This Longbeach Village residence pays homage to two community traditions: peacocks and boats in front yards.

STEVE REID
Editor & Publisher
sreid@lbknews.com

The Longboat Key Town Commission sided with boat trailers being allowed to remain parked in front yards to the satisfaction of Village residents.

The Commission reached consensus at Wednesday’s Workshop meeting to move forward a new parking ordinance that will forbid the permanent parking of storage and utility trailers and RVs in front yards on Longboat Key, but only after removing boat trailers from the new regulation.

The proposed ordinance by staff included a ban on trailers in the front yard with the recommendation that they must be stored in side yards or back yards and be screened from view. Staff also recommended allowing boat trailers in front yards or driveways for a maximum of five days per 30-day period.

Vice Mayor Dave Brenner started the discussion asking if every neighborhood must be treated in the same way when it came to restricting boat trailers.

There was some discussion of enacting a rule that would apply only if there was a complaint, but he Town Attorney said there would be an issue of equal protection under the law.

Commissioner Terry Gans asked if a rule prohibiting boat trailers in front yards was really needed at all.

“What is the scope of the problem?

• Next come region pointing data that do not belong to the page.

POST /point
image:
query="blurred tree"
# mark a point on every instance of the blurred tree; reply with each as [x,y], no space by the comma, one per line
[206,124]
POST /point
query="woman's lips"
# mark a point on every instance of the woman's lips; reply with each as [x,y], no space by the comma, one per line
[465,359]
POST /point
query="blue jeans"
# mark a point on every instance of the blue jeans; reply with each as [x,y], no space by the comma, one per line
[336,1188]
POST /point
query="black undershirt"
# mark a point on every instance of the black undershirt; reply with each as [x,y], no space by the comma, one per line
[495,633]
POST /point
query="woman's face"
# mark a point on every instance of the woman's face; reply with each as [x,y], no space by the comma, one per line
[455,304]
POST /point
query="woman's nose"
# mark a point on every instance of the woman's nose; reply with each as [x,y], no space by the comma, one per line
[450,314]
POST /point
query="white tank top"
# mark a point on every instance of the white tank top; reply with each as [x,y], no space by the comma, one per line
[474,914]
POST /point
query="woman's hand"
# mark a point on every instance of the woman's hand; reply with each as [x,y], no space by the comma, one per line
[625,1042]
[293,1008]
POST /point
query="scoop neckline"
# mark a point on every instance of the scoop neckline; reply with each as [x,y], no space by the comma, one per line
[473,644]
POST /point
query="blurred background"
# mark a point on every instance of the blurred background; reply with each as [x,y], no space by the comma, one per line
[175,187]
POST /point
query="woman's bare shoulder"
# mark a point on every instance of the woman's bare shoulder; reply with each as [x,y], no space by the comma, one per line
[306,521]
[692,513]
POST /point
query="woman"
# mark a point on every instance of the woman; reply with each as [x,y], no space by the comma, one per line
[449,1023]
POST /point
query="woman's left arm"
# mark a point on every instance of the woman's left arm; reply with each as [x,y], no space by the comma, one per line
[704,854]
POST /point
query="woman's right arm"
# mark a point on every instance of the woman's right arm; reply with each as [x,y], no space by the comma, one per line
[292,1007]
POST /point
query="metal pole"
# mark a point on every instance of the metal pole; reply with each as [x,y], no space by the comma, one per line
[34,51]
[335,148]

I have heard anecdotally that the Village never has made a complaint. Is this overkill?” asked Gans.

Village resident Paul Moore said he was happy the Commission “…was seeing that there is not a problem.”

Mayor Jim Brown responded, “Do not think that because people are not complaining that they are happy.” He noted that without a rule they would only be told there is nothing the Town could do about the issue.

Another Village resident rose and said, “We should be boat-friendly; we are an island and this is a fishing village.”

Resident Craig Walters said he saw the ordinance as “a way of sanitizing our Town.”

The argument against banning boat trailers from front yards continued and centered on characterizing the Village as an historical fishing community with a tradition and legacy of boating. It was pointed out that the Village has the only Town boat ramp, which was recently renovated and that the complaints about boats in front yards came from Country Club Shores and that they should legislate that themselves instead of creating a universal new rule that was unwanted in the Village.

The countervailing argument was that trailers in yards continuing to be unregulated means any amount of trailers can be allowed and the practice runs counter to trying to create a community core value of increasing property values. Staff also said that Bradenton, Manatee County, the City of Sarasota, the fishing village of Cortez, Naples and Marco island all prohibit boat trailers in front yards and that Longboat Key has the loosest regulations around.

The Commission tried to go down another path, that of creating independent overlay districts where one community could petition the town to forbid boat trailers in front yards and another could do the opposite, but the complicated task of creating and enforcing a panoply of neighborhoods an commensurate rules became an obstacle and that idea waned.

Town Manager Dave Bullock said, “My internal bias is against having too many regulations.”

After hearing the residents and the lack of support of banning trailers at the meeting, the Commission removed the boat provision from the new law. The Commission decision leaves intact Longboat property owners right to park as many boats and trailers in their front yards unless private Homeowner covenants or deed restrictions preclude such a use as is the case in Bay Isles and other highly regulated neighborhoods.

The ordinance now only applies to RVs, storage trailers and utility trailers and they must be stored in side or rear yards and screened from view. A five-day allowance allowing the temporarily parking will apply to the storage PODs, utility trailers and RVs, which the town has determined allows reasonable time for residents and property owners to move contents and unload contents. Also, construction trailers and roll-offs are allowed when an active permit is granted.

The new law will go for a first reading at the Town Commission’s December regular meeting. It takes two meetings to become enacted.